Scalable logging infrastructure

For any OPs team one of the goals is to deploy services with as little operational overhead as possible. This means designing infrastructure that is resilient and self-healing. Recently I had an opportunity to apply these principles to part of $EMPLOYERS core internal services; our logging stack.

The first part of the task was to identify what properties we required of this system:

  • Scalable
    • Being logging infrastructure this system needed to support high volumes of ingest data as well as querying data at rest.
  • Highly Available
    • We should be at least able to queue logs to later ingest if some part of the system isn’t working.
  • Resilient storage
    • Some logs, like security logs, we may need to keep for long periods of time in a secure manner.
  • Low operational overhead
    • Though we need this system to be available we don’t want to spent to much time keeping it running.

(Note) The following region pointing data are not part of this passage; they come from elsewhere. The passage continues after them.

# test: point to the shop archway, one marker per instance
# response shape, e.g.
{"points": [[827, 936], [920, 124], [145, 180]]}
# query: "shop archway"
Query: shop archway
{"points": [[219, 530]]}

This is what we ended up with:

This gives us all of the features we are looking for. Within reasonable limits all of these components are scalable to very large data volumes. By running ECS cluster on top of an ASG spread across AZs we have a high degree of availability for all components. S3, as we all know, has a somewhat absurd number of 9s around data durability and we can leverage versioning, access logs as well as encryption at rest to ensure data integrity. Kinesis was the newest piece to me, highly scalable and fast, I think it will be core to similar infrastructures for me in the future.

All of this was of course rolled up into a reusable Terraform module. This allows our team to roll this out for different environments in a reproducible manner.